5.3.6 · D1Build Systems & Toolchain

Foundations — Makefiles — targets, prerequisites, recipes, variables, automatic variables

3,162 words14 min readBack to topic

Before you can read a single line of the parent note, you must own every symbol it throws at you. This page builds each one from nothing, in an order where every idea leans only on ideas that came before it. A smart 12-year-old should be able to start at line one.


0. What is a "file" and a "timestamp"?

Everything Make does rests on two facts about your computer's disk.

Picture two boxes on a shelf. Each box has a sticky note showing the last time someone opened and changed it. That sticky note is the timestamp.

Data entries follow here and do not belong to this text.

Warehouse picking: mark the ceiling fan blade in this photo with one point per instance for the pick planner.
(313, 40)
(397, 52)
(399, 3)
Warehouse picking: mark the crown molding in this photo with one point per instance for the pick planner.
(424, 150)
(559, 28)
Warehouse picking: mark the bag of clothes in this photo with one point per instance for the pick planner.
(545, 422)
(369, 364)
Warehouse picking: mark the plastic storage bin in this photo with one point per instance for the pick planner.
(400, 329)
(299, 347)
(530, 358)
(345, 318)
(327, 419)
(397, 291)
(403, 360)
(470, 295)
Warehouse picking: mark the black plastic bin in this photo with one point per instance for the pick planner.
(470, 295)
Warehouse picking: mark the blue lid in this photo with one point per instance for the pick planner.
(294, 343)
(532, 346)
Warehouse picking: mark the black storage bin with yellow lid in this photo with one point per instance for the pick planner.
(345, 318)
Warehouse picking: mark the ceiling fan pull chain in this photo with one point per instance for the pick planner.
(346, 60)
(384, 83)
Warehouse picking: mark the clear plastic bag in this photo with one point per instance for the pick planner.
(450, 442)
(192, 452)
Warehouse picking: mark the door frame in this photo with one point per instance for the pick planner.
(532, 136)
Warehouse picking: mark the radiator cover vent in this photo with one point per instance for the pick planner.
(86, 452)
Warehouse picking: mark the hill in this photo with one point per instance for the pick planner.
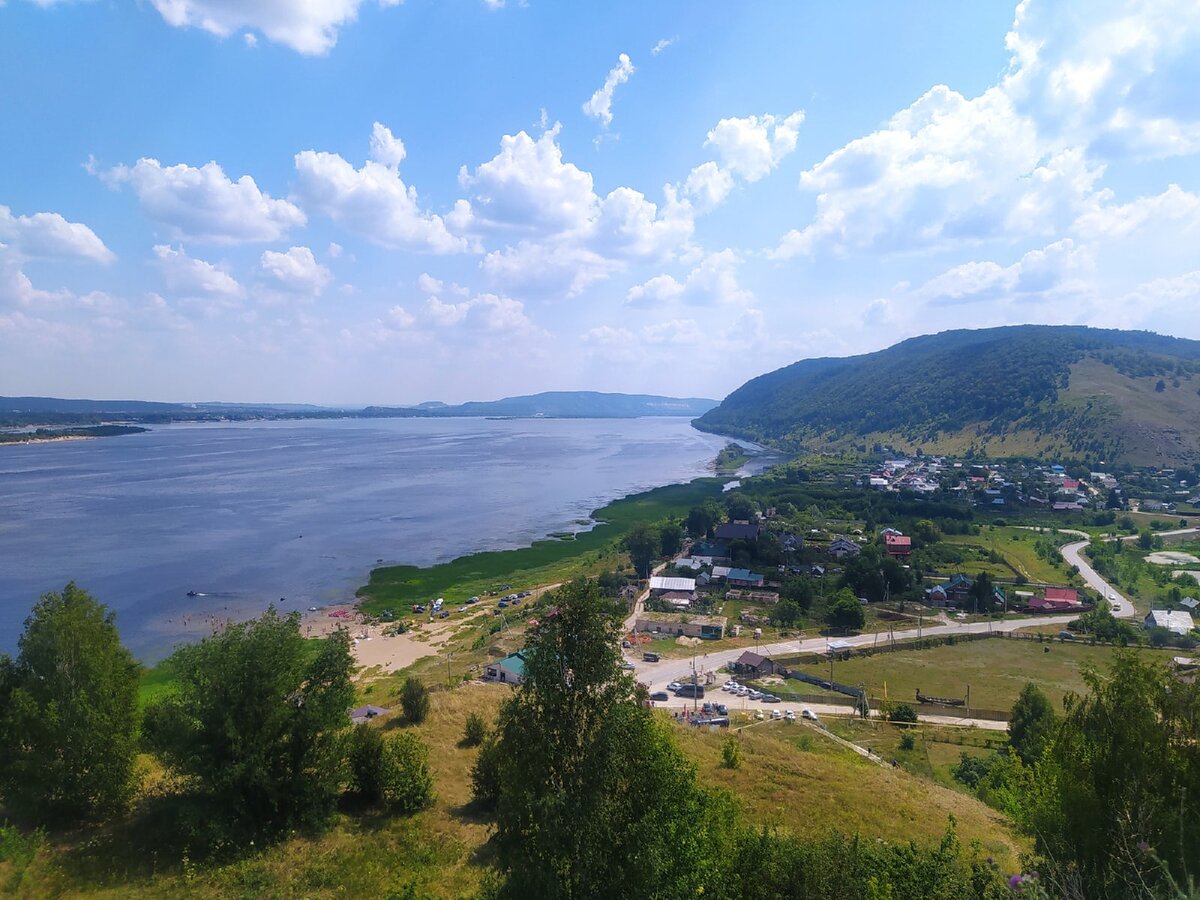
(561, 405)
(1024, 390)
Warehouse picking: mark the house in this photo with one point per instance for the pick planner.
(709, 628)
(663, 585)
(744, 579)
(365, 714)
(737, 532)
(1057, 600)
(1174, 621)
(843, 547)
(755, 664)
(509, 670)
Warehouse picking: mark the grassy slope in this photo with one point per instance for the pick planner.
(544, 562)
(996, 671)
(808, 785)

Figure — Makefiles — targets, prerequisites, recipes, variables, automatic variables
Figure s01 — two files, main.c (amber sticky: 10:05) and main.o (white sticky: 10:02). Compare the two sticky notes: because main.c's stamp is later, main.o was built from an older version and is now stale. This single picture is Make's whole reason to exist.

Why does Make need this? Because its entire job — its whole reason to exist — is to compare these two sticky notes and ask: "Is the ingredient newer than the dish I made from it?" If yes, the dish is stale.


1. The arrow: "is built from"

Files don't live alone — some are made from others. main.o is made from main.c. app is made from main.o.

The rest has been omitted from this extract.